The total of soil water resource at the 100–500 cm soil depth across the plateau was thus quantified by summing the SWR(100–500cm) of each pixel.

Soil physical properties

The soil samples collected in 2013 were taken to the laboratory, air-dried and passed through a 1-mm mesh. The particle composition of the samples was measured by laser diffraction using a Mastersizer 2000 (Malvern Instruments, Malvern, England). Ks was determined using the constant-head method44. Soil water content at FC was estimated using the soil water retention curve45. Then BD was determined from volume-dry mass relationship for each core sample.

Plant characteristics

Vegetation characteristics at each sampling site were carefully assessed in 2014. At the forest sites, three 10 × 10 m2 quadrants were established and mean plant density (PD, plants ha−1) was calculated by counting individual trees in each quadrant. Plant height (PH, m) and diameter at breast height (DBH, cm, mean of at least five trees in each of the three quadrants) were measured with a measuring tape. At the grassland sites, three 1 × 1 m2 quadrants were established after grass species identification. Vegetation cover (VC, %) was visually estimated using gridded quadrant frame.
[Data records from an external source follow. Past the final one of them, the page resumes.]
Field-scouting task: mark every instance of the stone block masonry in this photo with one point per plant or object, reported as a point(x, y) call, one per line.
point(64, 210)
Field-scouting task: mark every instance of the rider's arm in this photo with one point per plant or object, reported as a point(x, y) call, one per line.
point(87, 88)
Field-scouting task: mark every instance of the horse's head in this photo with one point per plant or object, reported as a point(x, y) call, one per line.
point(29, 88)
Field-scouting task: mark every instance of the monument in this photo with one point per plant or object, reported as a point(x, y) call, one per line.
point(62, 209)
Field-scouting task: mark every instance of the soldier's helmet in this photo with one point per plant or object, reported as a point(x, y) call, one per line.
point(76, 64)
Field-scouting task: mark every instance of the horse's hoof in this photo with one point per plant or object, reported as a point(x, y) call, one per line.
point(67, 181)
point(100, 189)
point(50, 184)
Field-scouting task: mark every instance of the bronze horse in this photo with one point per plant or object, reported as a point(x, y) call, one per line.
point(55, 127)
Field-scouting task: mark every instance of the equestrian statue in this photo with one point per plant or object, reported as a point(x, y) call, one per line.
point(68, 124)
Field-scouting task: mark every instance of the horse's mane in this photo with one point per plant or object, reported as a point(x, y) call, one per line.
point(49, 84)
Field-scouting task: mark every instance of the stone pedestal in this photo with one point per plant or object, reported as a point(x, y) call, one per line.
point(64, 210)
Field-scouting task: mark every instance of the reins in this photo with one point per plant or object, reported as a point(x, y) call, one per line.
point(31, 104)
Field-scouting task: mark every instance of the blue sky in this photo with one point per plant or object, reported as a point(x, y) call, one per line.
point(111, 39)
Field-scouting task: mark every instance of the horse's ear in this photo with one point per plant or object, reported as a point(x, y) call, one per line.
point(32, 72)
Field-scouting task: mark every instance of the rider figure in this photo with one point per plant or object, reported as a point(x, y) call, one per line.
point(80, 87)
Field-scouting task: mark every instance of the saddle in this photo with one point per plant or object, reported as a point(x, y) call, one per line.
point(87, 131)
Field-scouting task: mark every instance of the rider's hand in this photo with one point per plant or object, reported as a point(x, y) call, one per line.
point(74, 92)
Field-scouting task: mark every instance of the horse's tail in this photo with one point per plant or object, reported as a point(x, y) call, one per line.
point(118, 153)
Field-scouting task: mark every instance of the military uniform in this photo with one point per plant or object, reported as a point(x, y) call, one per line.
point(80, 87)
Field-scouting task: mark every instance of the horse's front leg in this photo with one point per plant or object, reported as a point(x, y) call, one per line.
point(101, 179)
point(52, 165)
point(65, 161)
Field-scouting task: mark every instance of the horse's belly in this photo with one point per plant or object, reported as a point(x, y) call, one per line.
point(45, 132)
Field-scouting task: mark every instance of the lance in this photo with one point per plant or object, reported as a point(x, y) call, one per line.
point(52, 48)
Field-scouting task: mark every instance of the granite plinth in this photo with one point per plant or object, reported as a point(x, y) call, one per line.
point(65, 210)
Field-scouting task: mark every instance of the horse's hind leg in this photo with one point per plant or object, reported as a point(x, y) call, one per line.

Climate data interpolation

Mean annual precipitation (MAP), precipitation seasonal distribution (PSD, defined as the coefficient of variation for the monthly precipitation from May to September)46, mean annual temperature (MAT), and aridity (ratio of pan evaporation to precipitation) from 1951 to 2013 were obtained from 64 evenly distributed weather stations across the LP. We interpolated the station-specific data using the ordinary kriging method (at 100 × 100 m2 resolution) to create a continuous data surface of the climatic variables. The same method as the SWSD dataset to extract the climatic elements for each pixel. The LP was divided into three main rainfall zones based on MAP: the <450 mm, the 450–550 mm and the >550 mm rainfall zone, allowing us to compare the dominant factors on SWSD variation.

Quantifying the relationships between the factors and SWSD

The variables (a total of 18 variables) potentially related to SWSD were comprehensively considered to explore their influence on the spatial variations of SWSD. These measured variables were divided into two groups: climatic variables (MAP, PSD, MAT and Aridity) and local variables (Elev, SG, SA, Ks, BD, SSWC, FC, Clay, LU, NDVI, PD, VC, DBH and PH) for each vegetation type or each rainfall zone. Local variables reflect the topography, soil and vegetation characteristics of each sampling point.

Ordination techniques are based on either a linear response model or a unimodal response model. Detrended correspondence analysis (DCA), a multivariate statistical technique was used to determine whether the linear or unimodal model should be used47. DCA allows the length of the gradients of each variable affecting SWSD to be calculated. Because all the gradient lengths were <3.0 in the study, the spatial variations of SWSD exhibited linear responses to the environmental variables. The possible relationships between SWSD and the environmental variables were examined by a redundancy analysis (RDA). All 18 measured variables were divided into two groups: climatic variables and local variables. A partial redundancy analysis (pRDA) was then used to determine their relative contribution of each group to SWSD variation48. For data analysis, the potential factors were subsequently standardized to zero mean and unit variance to remove the different scales of measurement. Statistical significance was assessed using forward selection with associated Monte Carlo permutation tests (999 unrestricted permutations) to determine key variables.

Statistical analyses

A set of statistical parameters, including mean, standard deviation, minimum, maximum, coefficient of variation, kurtosis, skewness, was used to analyze soil-water storage for each soil layer. One-way ANOVA and least significant difference (LSD) were used to assess the effect of vegetation type and rainfall zone on SWSD. All the statistical analyses were performed by SPSS 15.0. The DCA, RDA and pRDA were performed using the program CANOCO 4.5 (ter Braak and Smilauer 2002). Maps of sampling sites and SWSD distribution were produced using GIS software (ArcGis 9.2).